流通大手オーナーの2022年の新年あいさつは「挑戦」「人材確保」「デジタル転換」に集約される。新型コロナウイルス感染拡大で急変する環境に備えて力を蓄え、突破口を見いだすという意思の表れと解釈できる。
特に強い実行力を強調したのがシン・ドンビン(辛東彬)ロッテグループ会長とチョン・ヨンジン(鄭溶鎭)新世界グループ副会長。2人はともに、アイスホッケー選手ウェイン・グレツキーの「試しもしなかったショットは100%外れる」という名言を引用して注目を集めた。革新に向け、失敗を恐れず挑戦するという精神を、直ちに実行するよう強調した。
◇「失敗から教訓を得て挑戦」
ロッテグループのシン会長は3日、社内ホームページを通じた新年あいさつで「これまで私たちが成し遂げた成果は、数多くの挑戦と失敗があったからこそ可能だった」「失敗から教訓を得て挑戦し続けるなら、新しい機会をつかむ可能性は高まるだろう」と述べたという。
また、グループをリードしていく人材の重要性についても強調した。
「最適な人材が力を発揮できるよう、徹底した成果主義の文化が定着しなければならない」
「多様性は私たちの競争力であり、挑戦するエネルギーの源泉になるだろう」
「ブランド、デザイン、情報技術(IT)などに投資せず、短期的な成果だけを出すことは無意味だ」
◇「挑戦できる文化づくり」
最高の人材が働きたがる「グローバル一流企業」への変化と革新――CJグループのソン・ギョンシク(孫京植)会長が求めたのは、このキーワードだ。
「年功序列を打破したさまざまな機会と、公正な競争を保障する」
「卓越した成果に破格の報償を与えるのが、組職文化の革新」
「CJは世界の人々の新しい暮らしをデザインする、未来企業に飛躍しなければならない」
CJグループは最近、役員を統合する人事制度を設けた。「力と意思さえあれば、年齢や職級に関係なく、誰でもリーダーになれる。思う存分、挑戦できる文化づくりに乗り出す」。ソン会長はこう強調した。
◇急変する時代 「デジタル転換」に対応
新世界グループのチョン副会長は「第2のウォルマート」「第2のアマゾン」ではなく「第1の新世界」を目標に掲げた。これまでの「成功方程式」の踏襲から脱し、歩んだことのない道に挑戦しよう、という意味のようだ。「過去の感覚や思いだけで事業をする時代は過ぎ去った」。こう呼びかけた。
チョン副会長も、早いテンポで変化する時代に対処するための人材養成を掲げた。「内部に優れた人材を育成すると同時に、われわれにない長所を持った外部の人材と彼らの文化も積極的に取り入れ、多様性を受け入れなければならない」と強調した。
目標を達成するための、デジタル大転換時代に合った変化――を掲げる。ライバル会社の「成功方程式」ではなく、「進まなかった道」への挑戦を続けるという意志だ。
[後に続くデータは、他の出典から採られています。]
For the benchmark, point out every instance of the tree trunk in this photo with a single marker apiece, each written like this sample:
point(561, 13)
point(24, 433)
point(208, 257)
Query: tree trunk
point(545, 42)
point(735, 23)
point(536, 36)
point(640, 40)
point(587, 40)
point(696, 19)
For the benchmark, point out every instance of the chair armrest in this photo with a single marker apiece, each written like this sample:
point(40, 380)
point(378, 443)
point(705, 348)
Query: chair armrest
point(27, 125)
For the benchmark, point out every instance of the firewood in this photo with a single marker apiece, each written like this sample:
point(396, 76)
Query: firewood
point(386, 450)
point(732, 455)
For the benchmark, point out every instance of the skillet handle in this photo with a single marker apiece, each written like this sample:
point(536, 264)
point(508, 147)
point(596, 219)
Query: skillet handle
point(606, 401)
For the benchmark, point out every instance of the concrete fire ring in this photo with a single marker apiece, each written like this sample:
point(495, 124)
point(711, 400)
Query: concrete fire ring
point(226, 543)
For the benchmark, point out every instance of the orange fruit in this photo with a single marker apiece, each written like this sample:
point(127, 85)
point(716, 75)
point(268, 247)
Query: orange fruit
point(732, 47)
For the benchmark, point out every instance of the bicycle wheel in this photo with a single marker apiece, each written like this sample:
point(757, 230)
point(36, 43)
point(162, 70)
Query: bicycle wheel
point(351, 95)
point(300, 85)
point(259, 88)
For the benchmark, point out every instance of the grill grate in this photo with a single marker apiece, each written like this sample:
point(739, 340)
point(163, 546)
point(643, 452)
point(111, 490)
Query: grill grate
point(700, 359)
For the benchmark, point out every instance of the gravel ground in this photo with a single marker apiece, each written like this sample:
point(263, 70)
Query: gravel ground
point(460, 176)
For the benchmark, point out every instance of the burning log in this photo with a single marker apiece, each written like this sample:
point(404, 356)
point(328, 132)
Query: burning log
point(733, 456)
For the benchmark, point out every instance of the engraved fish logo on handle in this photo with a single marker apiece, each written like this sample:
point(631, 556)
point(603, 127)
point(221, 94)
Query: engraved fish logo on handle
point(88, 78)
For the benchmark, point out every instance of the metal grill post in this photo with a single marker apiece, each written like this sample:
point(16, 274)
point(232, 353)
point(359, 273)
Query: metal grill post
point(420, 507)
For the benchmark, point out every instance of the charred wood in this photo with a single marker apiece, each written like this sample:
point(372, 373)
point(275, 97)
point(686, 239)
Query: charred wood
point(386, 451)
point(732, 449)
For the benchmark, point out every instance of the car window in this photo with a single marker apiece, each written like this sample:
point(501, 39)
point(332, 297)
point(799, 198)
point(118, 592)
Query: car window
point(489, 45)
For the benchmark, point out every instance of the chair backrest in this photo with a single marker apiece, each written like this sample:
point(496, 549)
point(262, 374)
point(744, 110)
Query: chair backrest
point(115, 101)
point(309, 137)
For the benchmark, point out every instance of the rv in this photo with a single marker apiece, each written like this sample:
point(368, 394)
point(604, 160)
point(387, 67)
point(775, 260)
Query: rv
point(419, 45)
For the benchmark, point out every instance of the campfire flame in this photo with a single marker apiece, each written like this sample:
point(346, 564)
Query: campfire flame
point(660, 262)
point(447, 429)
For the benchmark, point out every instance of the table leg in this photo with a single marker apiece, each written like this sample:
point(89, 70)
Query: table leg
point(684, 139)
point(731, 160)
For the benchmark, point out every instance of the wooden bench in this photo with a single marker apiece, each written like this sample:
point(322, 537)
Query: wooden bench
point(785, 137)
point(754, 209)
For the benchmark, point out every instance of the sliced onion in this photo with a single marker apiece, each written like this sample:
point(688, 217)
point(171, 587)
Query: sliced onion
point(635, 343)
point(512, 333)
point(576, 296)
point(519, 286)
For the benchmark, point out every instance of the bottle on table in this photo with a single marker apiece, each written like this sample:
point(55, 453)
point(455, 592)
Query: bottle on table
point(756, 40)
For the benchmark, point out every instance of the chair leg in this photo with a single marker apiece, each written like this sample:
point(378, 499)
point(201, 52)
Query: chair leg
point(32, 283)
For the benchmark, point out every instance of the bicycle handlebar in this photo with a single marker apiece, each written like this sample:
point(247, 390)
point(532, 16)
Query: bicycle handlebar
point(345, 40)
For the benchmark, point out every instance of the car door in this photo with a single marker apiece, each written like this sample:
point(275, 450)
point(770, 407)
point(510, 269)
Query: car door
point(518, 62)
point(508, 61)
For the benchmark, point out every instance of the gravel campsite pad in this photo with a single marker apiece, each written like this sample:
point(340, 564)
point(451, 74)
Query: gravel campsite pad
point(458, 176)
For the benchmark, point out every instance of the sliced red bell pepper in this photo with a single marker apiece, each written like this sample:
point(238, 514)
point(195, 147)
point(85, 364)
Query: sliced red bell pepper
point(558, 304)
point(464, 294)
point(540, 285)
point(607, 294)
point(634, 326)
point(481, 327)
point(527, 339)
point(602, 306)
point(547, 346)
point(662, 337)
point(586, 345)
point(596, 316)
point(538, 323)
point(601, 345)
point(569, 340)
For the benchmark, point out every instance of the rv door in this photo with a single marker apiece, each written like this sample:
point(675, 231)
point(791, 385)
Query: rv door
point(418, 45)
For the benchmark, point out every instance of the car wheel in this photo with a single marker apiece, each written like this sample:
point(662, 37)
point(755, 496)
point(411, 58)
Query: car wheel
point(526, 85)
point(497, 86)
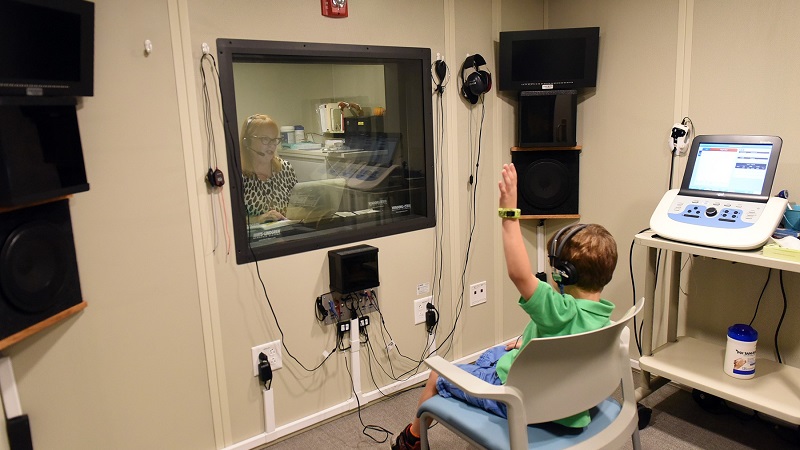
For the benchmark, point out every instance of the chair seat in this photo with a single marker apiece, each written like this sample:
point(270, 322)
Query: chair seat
point(491, 431)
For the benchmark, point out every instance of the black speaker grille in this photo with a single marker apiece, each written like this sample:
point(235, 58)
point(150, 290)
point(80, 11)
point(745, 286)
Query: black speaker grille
point(34, 266)
point(547, 182)
point(38, 267)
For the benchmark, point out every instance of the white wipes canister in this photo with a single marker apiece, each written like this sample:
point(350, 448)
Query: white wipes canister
point(740, 353)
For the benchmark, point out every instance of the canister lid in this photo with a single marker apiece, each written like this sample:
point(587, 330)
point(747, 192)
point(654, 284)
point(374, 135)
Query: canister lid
point(742, 332)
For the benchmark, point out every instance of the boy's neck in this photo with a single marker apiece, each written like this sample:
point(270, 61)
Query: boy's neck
point(577, 292)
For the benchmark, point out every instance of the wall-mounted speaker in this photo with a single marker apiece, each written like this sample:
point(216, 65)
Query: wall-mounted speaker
point(38, 268)
point(547, 181)
point(40, 150)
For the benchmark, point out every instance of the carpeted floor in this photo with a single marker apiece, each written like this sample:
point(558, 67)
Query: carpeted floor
point(678, 423)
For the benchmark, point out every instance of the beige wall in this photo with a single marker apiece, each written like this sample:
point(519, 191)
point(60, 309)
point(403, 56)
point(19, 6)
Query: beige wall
point(161, 357)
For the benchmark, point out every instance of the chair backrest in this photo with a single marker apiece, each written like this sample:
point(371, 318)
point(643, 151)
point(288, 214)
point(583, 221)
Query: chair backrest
point(565, 375)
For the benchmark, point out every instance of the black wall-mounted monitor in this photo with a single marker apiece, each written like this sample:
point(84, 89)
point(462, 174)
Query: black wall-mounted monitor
point(46, 48)
point(555, 59)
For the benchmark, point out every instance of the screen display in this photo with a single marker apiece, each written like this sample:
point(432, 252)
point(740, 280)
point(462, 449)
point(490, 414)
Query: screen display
point(737, 168)
point(47, 48)
point(551, 59)
point(563, 59)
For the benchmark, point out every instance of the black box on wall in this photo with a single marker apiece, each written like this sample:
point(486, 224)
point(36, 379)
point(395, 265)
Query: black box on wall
point(548, 118)
point(40, 150)
point(353, 268)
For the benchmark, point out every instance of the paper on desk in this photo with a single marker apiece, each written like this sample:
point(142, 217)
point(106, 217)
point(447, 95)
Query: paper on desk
point(787, 242)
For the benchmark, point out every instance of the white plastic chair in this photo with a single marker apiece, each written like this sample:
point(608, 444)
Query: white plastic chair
point(551, 378)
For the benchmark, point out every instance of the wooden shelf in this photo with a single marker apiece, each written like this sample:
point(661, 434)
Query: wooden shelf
point(4, 209)
point(52, 320)
point(541, 149)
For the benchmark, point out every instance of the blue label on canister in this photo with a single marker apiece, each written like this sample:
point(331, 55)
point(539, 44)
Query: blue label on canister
point(742, 332)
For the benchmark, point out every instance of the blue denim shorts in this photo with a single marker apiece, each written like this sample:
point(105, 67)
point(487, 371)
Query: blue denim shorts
point(484, 368)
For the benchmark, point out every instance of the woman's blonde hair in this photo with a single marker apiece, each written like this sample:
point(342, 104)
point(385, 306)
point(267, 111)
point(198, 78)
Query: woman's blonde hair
point(249, 128)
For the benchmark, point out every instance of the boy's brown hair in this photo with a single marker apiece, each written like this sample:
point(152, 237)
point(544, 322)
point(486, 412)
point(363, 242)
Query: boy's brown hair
point(593, 253)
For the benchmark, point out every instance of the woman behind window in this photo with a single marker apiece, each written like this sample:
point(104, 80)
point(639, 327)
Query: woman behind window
point(267, 179)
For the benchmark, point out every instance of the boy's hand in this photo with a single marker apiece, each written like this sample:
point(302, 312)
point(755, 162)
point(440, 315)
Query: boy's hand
point(508, 186)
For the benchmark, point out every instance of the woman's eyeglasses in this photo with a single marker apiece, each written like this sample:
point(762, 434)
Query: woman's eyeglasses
point(266, 140)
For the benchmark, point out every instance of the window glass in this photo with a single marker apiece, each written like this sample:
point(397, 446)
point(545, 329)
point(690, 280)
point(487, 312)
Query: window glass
point(327, 144)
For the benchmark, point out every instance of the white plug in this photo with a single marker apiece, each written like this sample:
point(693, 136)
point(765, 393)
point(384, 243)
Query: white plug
point(679, 139)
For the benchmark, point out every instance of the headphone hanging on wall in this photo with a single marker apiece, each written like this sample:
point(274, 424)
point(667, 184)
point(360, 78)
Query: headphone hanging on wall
point(564, 273)
point(478, 82)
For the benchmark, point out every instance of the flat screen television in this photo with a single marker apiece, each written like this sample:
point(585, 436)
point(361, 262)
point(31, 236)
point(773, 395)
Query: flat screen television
point(555, 59)
point(46, 48)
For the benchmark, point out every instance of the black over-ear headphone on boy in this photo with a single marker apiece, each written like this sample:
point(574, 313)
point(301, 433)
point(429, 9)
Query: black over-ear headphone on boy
point(564, 273)
point(478, 82)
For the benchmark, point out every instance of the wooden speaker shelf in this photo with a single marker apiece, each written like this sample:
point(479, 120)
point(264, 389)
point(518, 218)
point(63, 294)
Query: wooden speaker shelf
point(52, 320)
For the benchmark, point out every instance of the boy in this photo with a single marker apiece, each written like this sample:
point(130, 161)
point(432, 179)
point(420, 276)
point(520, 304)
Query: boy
point(583, 258)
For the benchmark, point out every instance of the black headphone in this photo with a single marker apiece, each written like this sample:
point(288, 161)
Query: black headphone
point(246, 139)
point(564, 273)
point(478, 82)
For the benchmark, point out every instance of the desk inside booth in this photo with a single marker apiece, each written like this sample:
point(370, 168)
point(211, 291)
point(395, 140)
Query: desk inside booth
point(328, 206)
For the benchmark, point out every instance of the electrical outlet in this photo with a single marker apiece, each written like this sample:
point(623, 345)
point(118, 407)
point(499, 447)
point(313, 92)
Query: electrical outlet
point(273, 352)
point(420, 308)
point(477, 293)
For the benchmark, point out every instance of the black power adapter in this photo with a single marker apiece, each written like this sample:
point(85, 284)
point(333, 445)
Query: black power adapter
point(431, 317)
point(264, 370)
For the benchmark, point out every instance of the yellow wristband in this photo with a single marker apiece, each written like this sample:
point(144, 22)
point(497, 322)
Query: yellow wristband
point(509, 213)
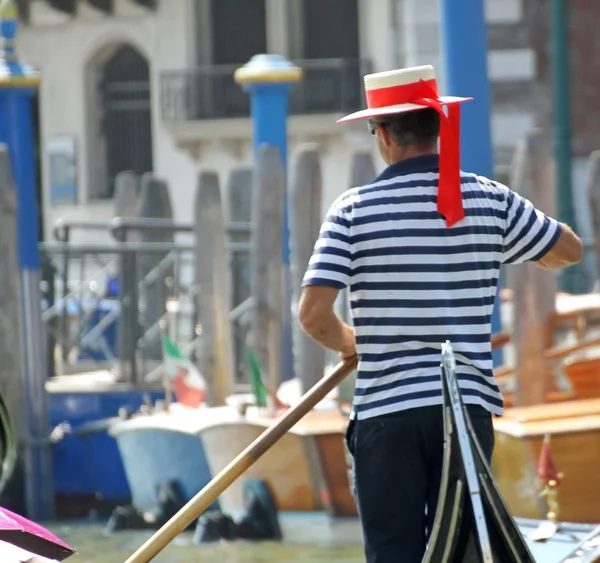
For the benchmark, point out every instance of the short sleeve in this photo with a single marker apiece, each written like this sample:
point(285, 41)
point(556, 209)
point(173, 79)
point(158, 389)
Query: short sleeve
point(529, 234)
point(330, 262)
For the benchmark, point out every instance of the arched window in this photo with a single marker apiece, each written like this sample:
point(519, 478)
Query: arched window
point(122, 138)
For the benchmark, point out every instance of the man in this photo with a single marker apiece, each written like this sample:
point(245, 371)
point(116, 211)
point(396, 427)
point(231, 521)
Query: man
point(420, 249)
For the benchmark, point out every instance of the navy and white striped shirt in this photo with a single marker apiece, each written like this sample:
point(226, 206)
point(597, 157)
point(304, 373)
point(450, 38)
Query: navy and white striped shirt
point(415, 283)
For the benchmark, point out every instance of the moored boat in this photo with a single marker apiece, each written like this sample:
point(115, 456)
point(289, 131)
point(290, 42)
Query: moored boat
point(305, 470)
point(574, 427)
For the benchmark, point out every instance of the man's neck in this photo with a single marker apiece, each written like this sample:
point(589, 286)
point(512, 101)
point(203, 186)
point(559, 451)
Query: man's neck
point(404, 153)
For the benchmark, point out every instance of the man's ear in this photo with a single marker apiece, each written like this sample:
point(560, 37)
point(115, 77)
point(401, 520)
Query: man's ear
point(385, 135)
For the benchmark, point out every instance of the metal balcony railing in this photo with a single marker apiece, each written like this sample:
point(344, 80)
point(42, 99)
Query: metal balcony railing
point(328, 86)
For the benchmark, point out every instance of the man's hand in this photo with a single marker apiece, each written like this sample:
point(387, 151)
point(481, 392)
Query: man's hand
point(349, 350)
point(319, 320)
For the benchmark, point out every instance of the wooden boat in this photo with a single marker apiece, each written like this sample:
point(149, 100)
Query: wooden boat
point(575, 430)
point(305, 470)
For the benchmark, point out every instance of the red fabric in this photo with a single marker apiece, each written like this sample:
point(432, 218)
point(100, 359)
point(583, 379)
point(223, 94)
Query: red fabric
point(424, 93)
point(186, 395)
point(407, 94)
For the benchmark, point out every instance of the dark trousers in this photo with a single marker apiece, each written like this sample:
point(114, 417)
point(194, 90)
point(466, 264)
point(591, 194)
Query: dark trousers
point(397, 473)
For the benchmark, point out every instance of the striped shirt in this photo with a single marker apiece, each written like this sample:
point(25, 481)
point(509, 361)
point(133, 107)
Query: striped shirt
point(415, 283)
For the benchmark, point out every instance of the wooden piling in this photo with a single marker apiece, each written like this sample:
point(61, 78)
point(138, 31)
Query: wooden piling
point(213, 287)
point(593, 192)
point(305, 222)
point(127, 191)
point(154, 203)
point(11, 369)
point(266, 263)
point(239, 195)
point(534, 289)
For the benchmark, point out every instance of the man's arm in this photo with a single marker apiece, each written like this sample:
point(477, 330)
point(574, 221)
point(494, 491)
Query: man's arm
point(319, 320)
point(532, 236)
point(568, 250)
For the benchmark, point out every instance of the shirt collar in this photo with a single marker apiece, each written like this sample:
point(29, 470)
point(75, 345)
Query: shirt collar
point(425, 163)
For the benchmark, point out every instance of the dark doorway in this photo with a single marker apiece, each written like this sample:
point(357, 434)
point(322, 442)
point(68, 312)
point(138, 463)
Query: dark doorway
point(127, 118)
point(239, 30)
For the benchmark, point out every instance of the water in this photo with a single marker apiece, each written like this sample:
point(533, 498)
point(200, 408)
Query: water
point(95, 547)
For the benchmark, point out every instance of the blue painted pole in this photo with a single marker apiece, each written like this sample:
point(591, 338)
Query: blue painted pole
point(268, 79)
point(465, 50)
point(18, 83)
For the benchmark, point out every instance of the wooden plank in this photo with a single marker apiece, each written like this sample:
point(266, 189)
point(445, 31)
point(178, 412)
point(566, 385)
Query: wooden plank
point(212, 283)
point(593, 191)
point(305, 222)
point(566, 409)
point(533, 288)
point(266, 262)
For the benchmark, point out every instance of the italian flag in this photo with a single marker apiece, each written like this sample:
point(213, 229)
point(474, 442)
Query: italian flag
point(188, 384)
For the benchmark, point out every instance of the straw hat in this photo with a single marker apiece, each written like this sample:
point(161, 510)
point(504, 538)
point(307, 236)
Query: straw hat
point(414, 88)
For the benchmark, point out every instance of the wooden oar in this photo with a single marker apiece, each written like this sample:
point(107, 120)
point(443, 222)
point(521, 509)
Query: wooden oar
point(239, 465)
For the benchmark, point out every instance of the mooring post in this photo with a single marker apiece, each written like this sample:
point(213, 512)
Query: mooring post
point(18, 83)
point(268, 79)
point(213, 289)
point(305, 222)
point(465, 50)
point(154, 203)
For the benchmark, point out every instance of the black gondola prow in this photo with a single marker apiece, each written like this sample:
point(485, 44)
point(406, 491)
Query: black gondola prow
point(472, 524)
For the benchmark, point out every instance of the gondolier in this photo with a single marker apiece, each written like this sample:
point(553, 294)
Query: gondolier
point(420, 250)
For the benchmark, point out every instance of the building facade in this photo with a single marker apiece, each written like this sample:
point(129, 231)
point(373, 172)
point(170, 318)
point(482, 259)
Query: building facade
point(147, 85)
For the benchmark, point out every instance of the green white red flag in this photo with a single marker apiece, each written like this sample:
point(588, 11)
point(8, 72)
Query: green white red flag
point(188, 384)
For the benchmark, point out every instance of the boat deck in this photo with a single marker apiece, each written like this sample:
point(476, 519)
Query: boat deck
point(312, 528)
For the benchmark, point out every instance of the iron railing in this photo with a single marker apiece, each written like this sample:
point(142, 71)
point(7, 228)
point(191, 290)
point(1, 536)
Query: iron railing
point(106, 303)
point(328, 86)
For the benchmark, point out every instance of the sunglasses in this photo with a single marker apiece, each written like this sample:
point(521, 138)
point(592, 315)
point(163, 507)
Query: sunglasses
point(374, 124)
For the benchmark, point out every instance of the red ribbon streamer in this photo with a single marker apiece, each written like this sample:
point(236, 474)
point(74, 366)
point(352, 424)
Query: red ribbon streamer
point(424, 93)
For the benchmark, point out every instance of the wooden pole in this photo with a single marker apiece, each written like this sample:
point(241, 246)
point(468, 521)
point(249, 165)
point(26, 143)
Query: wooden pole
point(239, 465)
point(534, 289)
point(154, 203)
point(127, 191)
point(593, 191)
point(305, 223)
point(266, 262)
point(239, 195)
point(11, 369)
point(212, 283)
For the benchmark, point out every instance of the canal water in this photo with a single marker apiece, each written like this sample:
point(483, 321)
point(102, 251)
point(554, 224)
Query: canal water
point(93, 546)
「2022年は新世界グループがデジタルに方向転換する元年。もはやオフラインも可能なオンライン会社になるための実践だけが残っている」と指摘した。つまり、オフラインの能力と資産を一つの軸とし、もう一つの軸であるデジタルに基づく未来事業を準備し、作りあげていくということだ。
何よりも、チョン副会長は「顧客の時間と空間」を占有することの重要性を強調した。これまで新世界グループが進めてきたすべての事業の目的は、顧客の時間と空間を共有することだ。「オフラインでだけ可能だったことがデジタルに転移している。オン・オフを問わず、顧客が私たちの空間でより多くの時間を過ごすようにならなければならない」
そのうえで、顧客のオン・オフすべての日常が「新世界」で解決可能な「新世界ユニバース」を構築しよう――と呼びかけた。
◇「発見」と「連結」
現代百貨店グループのチョン・ジソン(鄭志宣)会長も、新型コロナウイルス感染拡大による不確実な変化に合わせた成長のチャンスをとらえるよう強調した。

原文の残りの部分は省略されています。